I hope that someday we'll have an infrastructure where consumers can put all plastics in their curbside bins, and it will all be recycled economically. But despite hyperbole — this time on the part of industry, not the media — we aren't there yet.
For readers interested in more detailed insight on the Greenpeace report, I recommend Steve Toloken's coverage in Plastics News and Marissa Heffernan's story in Resource Recycling.
Don't look to me for advice on fashion. I'm still occasionally sent to my room to change before I appear in public. But take it from the venerable The Telegraph newspaper: Rain bonnets are in style.
Yep, those clear plastic caps that your grandmother wore to protect her permed or styled hair are popular again.
In London, cheap bonnets sell for a couple of bucks for a package of three. But why not splurge and spend £300 on a fancy designer one?

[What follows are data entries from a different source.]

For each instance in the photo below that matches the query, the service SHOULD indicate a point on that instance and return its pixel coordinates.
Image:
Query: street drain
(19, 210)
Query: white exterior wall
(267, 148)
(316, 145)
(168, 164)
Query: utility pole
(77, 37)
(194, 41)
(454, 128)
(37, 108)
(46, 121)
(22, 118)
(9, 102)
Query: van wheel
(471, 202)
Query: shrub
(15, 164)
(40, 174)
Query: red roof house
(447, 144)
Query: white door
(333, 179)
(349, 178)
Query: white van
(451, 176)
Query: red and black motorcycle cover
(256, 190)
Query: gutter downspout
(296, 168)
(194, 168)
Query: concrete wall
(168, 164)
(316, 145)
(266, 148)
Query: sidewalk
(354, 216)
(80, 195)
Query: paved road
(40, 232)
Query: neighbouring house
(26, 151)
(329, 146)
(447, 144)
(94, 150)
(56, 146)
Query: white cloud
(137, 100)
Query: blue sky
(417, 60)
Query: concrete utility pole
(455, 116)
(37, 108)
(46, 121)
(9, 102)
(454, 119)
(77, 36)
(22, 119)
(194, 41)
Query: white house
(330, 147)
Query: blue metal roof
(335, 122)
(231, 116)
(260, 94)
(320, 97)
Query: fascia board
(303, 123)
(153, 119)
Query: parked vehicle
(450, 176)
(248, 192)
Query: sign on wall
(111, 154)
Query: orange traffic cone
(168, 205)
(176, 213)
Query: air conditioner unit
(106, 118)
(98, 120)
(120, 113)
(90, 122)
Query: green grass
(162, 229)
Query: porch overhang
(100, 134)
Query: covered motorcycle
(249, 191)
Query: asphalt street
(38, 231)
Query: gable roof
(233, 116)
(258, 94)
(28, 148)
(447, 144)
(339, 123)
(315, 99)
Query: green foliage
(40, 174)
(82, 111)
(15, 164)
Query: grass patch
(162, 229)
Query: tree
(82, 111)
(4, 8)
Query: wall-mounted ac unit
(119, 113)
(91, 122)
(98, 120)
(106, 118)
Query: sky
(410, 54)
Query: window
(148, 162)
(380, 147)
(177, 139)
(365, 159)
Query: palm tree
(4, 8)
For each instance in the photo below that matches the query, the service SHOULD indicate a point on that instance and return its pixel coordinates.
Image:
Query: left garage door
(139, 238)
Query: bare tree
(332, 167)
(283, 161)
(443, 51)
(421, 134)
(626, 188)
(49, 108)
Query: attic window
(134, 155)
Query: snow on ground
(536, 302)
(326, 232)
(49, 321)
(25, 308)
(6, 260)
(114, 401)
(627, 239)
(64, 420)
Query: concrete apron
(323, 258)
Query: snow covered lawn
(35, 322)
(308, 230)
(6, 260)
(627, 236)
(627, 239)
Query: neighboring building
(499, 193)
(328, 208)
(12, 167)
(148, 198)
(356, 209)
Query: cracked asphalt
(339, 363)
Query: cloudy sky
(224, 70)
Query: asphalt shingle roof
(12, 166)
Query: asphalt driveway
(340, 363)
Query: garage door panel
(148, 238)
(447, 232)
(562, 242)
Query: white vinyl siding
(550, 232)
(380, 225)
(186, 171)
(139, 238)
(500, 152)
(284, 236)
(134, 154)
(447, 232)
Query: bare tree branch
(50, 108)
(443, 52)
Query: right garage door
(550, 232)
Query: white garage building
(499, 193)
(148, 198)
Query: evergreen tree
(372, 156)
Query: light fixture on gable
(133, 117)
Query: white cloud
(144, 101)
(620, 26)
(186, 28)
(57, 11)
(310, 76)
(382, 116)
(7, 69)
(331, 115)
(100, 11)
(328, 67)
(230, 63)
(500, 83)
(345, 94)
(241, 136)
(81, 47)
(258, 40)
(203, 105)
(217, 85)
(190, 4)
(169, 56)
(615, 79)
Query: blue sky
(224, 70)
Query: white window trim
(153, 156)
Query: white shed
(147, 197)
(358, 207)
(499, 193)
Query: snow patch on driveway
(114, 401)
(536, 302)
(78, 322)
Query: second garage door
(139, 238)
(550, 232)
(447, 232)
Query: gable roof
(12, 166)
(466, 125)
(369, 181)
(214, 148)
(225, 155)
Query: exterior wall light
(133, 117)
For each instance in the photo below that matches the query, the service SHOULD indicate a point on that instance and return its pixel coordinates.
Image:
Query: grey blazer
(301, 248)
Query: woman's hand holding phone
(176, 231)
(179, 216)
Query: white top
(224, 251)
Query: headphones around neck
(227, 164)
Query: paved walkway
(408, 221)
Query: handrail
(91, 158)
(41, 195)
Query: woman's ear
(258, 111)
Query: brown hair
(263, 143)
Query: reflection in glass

When you see your favorite Instagram influencer wearing a plastic bonnet, just remember you read it first in Kickstart.
On Friday, Dec. 2, global celebrities will gather in Boston to announce the winners of the annual Earthshot Prize. The award, and a cash prize of more than $1 million, recognizes inventors working to combat climate change.
Two of the 15 finalists this year have a plastics angle: a bubble barrier designed to stop plastic from going into the ocean, and a plastic substitute made from seaweed.
Prince William announced the finalists on Nov. 3, and he'll be joined by quite a few A-list celebs for the ceremony this week.